Focused on robotic arms and grippers, this course covers inverse kinematics, trajectory planning, force control, and manipulation strategies. Practical sessions involve building and controlling manipulator robots using real hardware.

Cognitive Robotics

This advanced topic explores how robots can simulate human-like cognitive functions such as memory, reasoning, decision-making, and problem-solving. Students examine both theoretical models and practical implementations of cognitive robotics systems.
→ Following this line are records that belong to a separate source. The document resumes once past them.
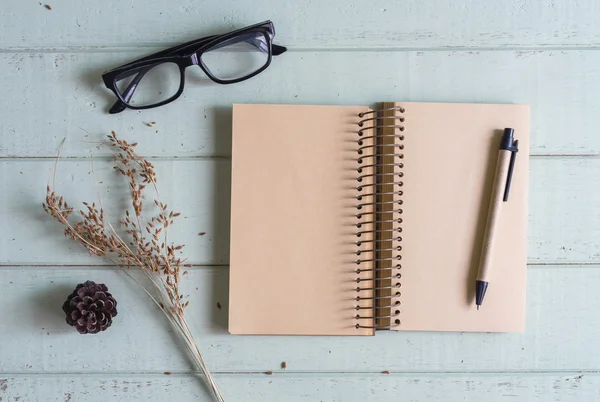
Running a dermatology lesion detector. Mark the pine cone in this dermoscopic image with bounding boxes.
[63,281,117,334]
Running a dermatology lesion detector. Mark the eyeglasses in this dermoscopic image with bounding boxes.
[102,21,287,114]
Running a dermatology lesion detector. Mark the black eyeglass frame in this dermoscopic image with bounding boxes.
[102,21,287,114]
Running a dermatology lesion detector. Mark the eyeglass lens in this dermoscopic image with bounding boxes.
[117,62,181,107]
[201,32,269,81]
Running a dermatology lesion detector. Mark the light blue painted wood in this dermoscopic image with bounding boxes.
[0,372,600,402]
[0,0,600,49]
[0,157,600,265]
[0,0,600,402]
[0,265,600,372]
[0,48,600,157]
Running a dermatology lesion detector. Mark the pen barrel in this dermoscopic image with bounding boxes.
[477,150,512,282]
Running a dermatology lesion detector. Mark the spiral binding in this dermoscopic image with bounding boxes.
[355,106,405,330]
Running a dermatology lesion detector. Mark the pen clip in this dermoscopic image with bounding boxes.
[503,140,519,202]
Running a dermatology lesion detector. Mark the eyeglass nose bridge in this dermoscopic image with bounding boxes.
[182,53,200,68]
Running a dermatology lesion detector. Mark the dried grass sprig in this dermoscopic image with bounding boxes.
[42,131,224,402]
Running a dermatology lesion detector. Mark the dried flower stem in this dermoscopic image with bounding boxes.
[42,131,224,402]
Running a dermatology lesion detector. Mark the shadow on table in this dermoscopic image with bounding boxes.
[211,106,232,331]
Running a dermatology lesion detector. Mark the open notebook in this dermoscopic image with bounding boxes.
[229,102,529,335]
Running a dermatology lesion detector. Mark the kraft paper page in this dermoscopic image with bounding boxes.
[229,105,374,335]
[396,102,529,332]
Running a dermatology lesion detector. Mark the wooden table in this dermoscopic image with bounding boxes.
[0,0,600,402]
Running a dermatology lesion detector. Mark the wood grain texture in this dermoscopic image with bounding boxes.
[0,0,600,49]
[0,373,600,402]
[0,0,600,402]
[0,265,600,372]
[0,157,600,265]
[0,50,600,157]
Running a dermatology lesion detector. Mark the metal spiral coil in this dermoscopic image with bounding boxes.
[354,106,405,330]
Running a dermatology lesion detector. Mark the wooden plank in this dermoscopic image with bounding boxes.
[0,49,600,157]
[0,266,600,372]
[0,158,600,265]
[0,373,600,402]
[0,0,600,48]
[0,159,231,265]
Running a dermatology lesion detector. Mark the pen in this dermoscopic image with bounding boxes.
[475,128,519,310]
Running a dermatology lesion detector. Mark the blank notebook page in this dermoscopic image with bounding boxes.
[229,105,373,335]
[396,102,529,332]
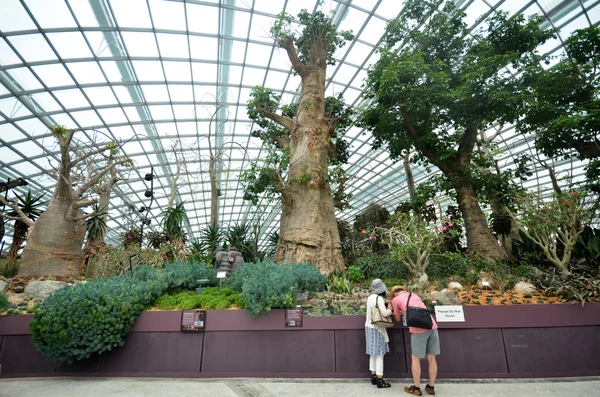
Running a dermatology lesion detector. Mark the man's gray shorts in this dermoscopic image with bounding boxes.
[410,328,440,358]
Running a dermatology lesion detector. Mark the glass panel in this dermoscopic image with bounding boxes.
[83,87,117,106]
[156,33,190,58]
[131,61,165,81]
[0,0,36,32]
[123,32,158,58]
[163,61,192,82]
[8,34,57,62]
[32,63,75,87]
[186,3,219,34]
[67,62,106,84]
[150,0,185,31]
[48,32,93,59]
[110,0,152,28]
[186,36,218,61]
[25,0,77,29]
[68,0,100,27]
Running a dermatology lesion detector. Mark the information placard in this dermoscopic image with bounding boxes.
[435,306,465,323]
[181,310,206,332]
[285,308,302,327]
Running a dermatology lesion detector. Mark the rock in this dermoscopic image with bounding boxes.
[6,293,27,307]
[25,281,67,299]
[515,281,536,294]
[477,274,498,289]
[437,289,460,306]
[0,280,8,295]
[446,281,462,291]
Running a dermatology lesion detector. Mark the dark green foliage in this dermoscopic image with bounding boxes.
[356,253,409,280]
[518,27,600,183]
[227,261,327,318]
[534,264,600,306]
[29,276,168,363]
[346,265,365,283]
[327,273,354,294]
[154,288,244,310]
[29,263,216,363]
[0,295,10,312]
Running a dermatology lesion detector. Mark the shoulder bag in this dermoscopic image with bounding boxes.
[406,292,433,329]
[371,296,394,328]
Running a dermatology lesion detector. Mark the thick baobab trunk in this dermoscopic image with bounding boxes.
[275,68,345,274]
[455,180,504,260]
[19,197,86,276]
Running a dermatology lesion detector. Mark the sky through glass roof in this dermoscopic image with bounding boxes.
[0,0,600,248]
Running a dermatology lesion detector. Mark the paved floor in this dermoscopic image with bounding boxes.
[0,378,600,397]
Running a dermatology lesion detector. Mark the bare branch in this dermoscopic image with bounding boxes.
[279,37,308,78]
[258,109,294,131]
[75,158,131,197]
[71,198,98,209]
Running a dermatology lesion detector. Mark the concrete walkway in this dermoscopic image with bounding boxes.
[0,378,600,397]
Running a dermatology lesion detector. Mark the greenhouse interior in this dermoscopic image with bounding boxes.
[0,0,600,389]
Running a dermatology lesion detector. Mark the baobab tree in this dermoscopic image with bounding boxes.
[2,126,132,276]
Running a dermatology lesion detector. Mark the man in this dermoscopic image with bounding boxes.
[390,286,440,396]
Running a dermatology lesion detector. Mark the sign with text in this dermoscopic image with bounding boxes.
[285,308,302,327]
[181,310,206,332]
[435,306,465,323]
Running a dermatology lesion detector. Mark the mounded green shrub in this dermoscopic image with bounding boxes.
[154,288,244,310]
[0,295,10,312]
[29,263,216,363]
[227,261,327,318]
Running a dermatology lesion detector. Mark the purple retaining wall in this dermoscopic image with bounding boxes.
[0,303,600,378]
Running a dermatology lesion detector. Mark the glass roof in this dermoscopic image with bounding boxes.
[0,0,600,248]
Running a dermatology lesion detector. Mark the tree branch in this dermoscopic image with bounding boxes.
[279,37,308,78]
[258,109,294,131]
[75,159,131,197]
[400,105,449,173]
[0,196,35,227]
[72,198,98,209]
[458,123,477,165]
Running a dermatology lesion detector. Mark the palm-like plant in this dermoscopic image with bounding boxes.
[162,203,188,241]
[85,204,107,246]
[267,230,279,255]
[2,190,48,277]
[200,225,223,265]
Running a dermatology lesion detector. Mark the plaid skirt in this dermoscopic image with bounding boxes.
[365,327,390,356]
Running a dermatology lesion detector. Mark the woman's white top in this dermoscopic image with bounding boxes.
[365,294,392,342]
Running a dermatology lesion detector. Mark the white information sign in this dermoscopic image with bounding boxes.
[435,306,465,323]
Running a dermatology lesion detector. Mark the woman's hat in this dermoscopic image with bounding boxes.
[390,285,406,296]
[371,278,387,295]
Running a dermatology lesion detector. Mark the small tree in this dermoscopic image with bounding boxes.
[361,0,552,259]
[2,190,48,277]
[242,10,352,273]
[0,126,131,276]
[375,214,442,288]
[515,192,589,273]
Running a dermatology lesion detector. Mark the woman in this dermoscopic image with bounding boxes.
[365,279,392,389]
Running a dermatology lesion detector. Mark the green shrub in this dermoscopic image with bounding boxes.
[154,288,244,310]
[29,263,216,363]
[227,260,327,318]
[347,265,365,283]
[0,295,10,312]
[356,253,409,280]
[327,273,354,294]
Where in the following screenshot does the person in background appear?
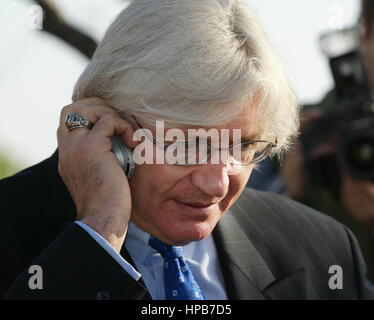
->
[282,0,374,279]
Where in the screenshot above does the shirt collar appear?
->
[125,221,196,261]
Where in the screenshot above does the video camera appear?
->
[300,28,374,197]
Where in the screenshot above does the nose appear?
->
[191,163,229,198]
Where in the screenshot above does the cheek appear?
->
[223,165,254,210]
[129,164,183,208]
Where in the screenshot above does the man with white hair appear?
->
[0,0,372,300]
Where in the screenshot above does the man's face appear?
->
[129,108,260,245]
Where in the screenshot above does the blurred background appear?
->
[0,0,359,178]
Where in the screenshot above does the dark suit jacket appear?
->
[0,152,373,299]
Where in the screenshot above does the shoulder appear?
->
[230,189,365,270]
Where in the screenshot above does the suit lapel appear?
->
[213,211,274,299]
[213,211,306,300]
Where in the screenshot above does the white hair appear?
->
[73,0,299,155]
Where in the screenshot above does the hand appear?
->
[57,98,136,252]
[342,175,374,228]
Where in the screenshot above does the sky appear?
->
[0,0,360,172]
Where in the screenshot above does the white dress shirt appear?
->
[76,221,227,300]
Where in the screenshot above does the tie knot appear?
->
[149,236,183,259]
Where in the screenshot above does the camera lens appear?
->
[346,137,374,172]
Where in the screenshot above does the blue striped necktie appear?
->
[149,236,205,300]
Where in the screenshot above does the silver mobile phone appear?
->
[111,135,135,179]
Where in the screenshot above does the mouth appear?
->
[174,200,218,218]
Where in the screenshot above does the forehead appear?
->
[181,108,261,139]
[135,107,262,140]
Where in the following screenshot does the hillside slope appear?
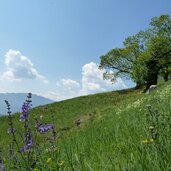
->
[0,93,54,115]
[0,82,171,171]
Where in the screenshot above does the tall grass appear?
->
[0,82,171,171]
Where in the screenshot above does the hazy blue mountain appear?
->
[0,93,54,115]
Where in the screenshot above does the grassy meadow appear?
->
[0,81,171,171]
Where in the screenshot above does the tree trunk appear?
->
[145,60,159,91]
[163,72,169,82]
[135,82,144,90]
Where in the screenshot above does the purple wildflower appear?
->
[0,163,5,171]
[21,133,33,153]
[37,124,54,133]
[20,102,31,122]
[7,128,15,134]
[0,150,5,171]
[35,119,41,130]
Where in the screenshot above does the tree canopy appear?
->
[99,15,171,89]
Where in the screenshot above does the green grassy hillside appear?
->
[0,82,171,171]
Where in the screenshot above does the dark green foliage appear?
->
[100,15,171,89]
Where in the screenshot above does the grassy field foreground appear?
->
[0,82,171,171]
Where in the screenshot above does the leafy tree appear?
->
[100,15,171,89]
[145,15,171,89]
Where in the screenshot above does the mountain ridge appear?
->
[0,93,55,116]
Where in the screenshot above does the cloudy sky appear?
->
[0,0,171,101]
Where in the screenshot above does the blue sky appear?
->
[0,0,171,100]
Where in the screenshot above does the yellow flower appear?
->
[46,158,51,163]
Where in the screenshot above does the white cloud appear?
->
[57,79,80,90]
[81,62,126,95]
[54,62,127,100]
[1,49,48,83]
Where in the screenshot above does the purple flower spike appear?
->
[0,163,5,171]
[20,102,31,122]
[7,128,15,134]
[21,133,33,153]
[37,124,54,133]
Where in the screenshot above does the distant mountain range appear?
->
[0,93,54,115]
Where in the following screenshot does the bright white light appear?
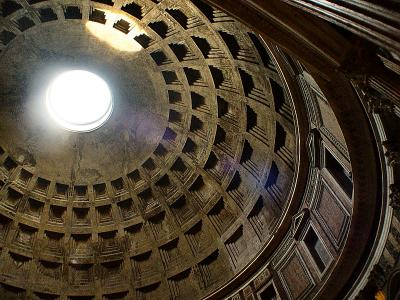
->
[46,70,113,131]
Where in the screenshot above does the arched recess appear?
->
[207,0,381,299]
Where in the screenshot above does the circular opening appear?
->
[46,70,113,132]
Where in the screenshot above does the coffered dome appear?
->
[0,0,392,299]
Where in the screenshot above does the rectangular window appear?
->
[325,149,353,198]
[304,227,330,272]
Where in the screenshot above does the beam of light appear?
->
[86,10,144,52]
[46,70,113,131]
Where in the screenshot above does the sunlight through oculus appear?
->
[46,70,113,132]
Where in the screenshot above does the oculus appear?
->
[46,70,113,132]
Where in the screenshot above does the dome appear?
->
[0,0,400,299]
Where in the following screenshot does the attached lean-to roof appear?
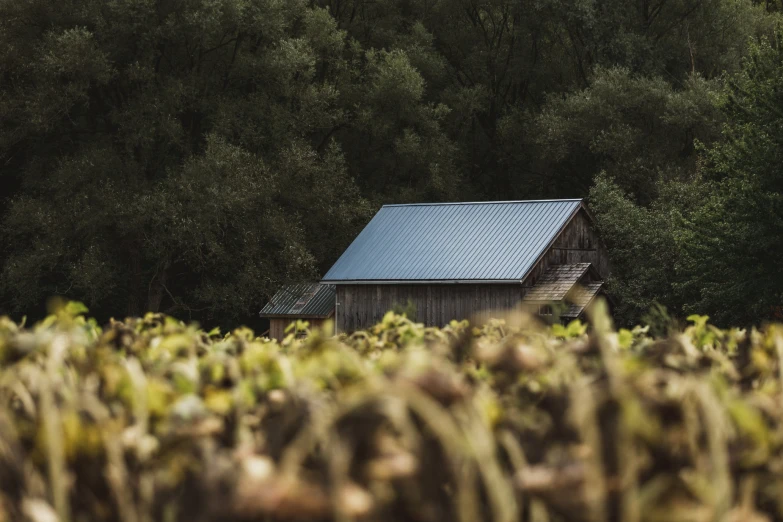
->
[525,263,590,303]
[259,283,335,318]
[322,199,582,284]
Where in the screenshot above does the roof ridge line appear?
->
[382,198,584,208]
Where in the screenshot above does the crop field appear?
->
[0,303,783,522]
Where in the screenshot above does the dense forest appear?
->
[0,0,783,326]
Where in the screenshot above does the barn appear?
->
[321,199,609,331]
[259,283,335,340]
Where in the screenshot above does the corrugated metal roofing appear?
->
[525,263,590,303]
[560,281,604,319]
[323,199,581,283]
[259,283,336,317]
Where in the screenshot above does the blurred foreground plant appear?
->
[0,303,783,522]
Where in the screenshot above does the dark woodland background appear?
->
[0,0,783,327]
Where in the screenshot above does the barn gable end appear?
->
[322,200,609,331]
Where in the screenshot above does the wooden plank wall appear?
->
[335,206,609,332]
[335,284,524,332]
[524,210,610,288]
[269,317,324,341]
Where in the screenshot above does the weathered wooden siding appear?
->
[335,284,524,332]
[335,205,609,332]
[269,317,324,341]
[523,210,609,287]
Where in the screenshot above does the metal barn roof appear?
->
[323,199,582,283]
[259,283,335,317]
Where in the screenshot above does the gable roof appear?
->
[259,283,336,318]
[524,263,591,303]
[323,199,582,284]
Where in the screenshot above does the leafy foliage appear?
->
[0,303,783,522]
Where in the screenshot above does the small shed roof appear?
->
[525,263,590,303]
[323,199,582,284]
[259,283,335,318]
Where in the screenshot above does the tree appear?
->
[678,38,783,323]
[0,0,368,325]
[524,68,722,205]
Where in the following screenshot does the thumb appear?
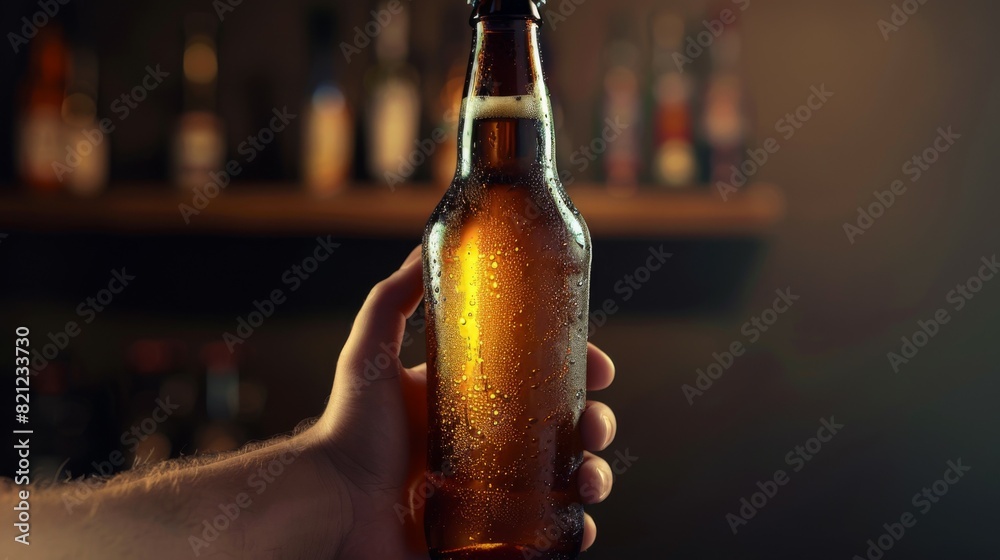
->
[334,247,423,404]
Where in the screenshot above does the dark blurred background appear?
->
[0,0,1000,559]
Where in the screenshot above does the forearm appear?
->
[0,432,349,559]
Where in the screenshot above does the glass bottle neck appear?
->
[456,18,557,184]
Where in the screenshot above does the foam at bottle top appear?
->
[462,94,541,119]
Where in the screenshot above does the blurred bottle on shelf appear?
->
[195,342,245,453]
[701,2,749,189]
[649,10,698,188]
[302,7,354,196]
[58,45,109,197]
[600,14,642,195]
[365,3,418,186]
[16,22,67,192]
[173,14,225,189]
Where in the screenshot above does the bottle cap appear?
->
[467,0,545,24]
Industrial Automation with Robotics

The course bridges the gap between traditional automation and modern robotics in industrial settings. It covers PLC programming, SCADA systems, collaborative robots (cobots), and integration of robotics into smart manufacturing processes.

Embedded Systems for Robotics

Students learn to design and develop embedded software for robotic platforms. Topics include microcontroller architectures, real-time operating systems, sensor interfacing, communication protocols, and power management in robotics applications.

Advanced Control Theory for Robotics

This course delves into modern control strategies such as adaptive control, robust control, and optimal control for complex robotic systems. Students gain proficiency in designing controllers that ensure stability and performance under varying conditions.

Project-Based Learning Philosophy

The department strongly believes in project-based learning as a means of enhancing practical understanding and fostering innovation among students. The curriculum integrates mini-projects from the second year onwards, culminating in a capstone project in the final year.

Mini-projects are assigned during each semester and typically span 6-8 weeks. These projects focus on applying theoretical concepts to real-world problems, encouraging students to collaborate with peers and seek guidance from faculty mentors. Each project is evaluated based on innovation, technical execution, documentation, and presentation skills.

The final-year thesis or capstone project requires students to propose a significant research problem or application in robotics. Students work under the supervision of faculty members, often collaborating with industry partners or research institutions. The project involves extensive literature review, experimentation, prototyping, testing, and documentation.

Project selection is done through a structured process involving student preferences, availability of faculty mentors, and alignment with departmental research interests. Students are encouraged to explore emerging trends in robotics and propose innovative solutions that address real-world challenges.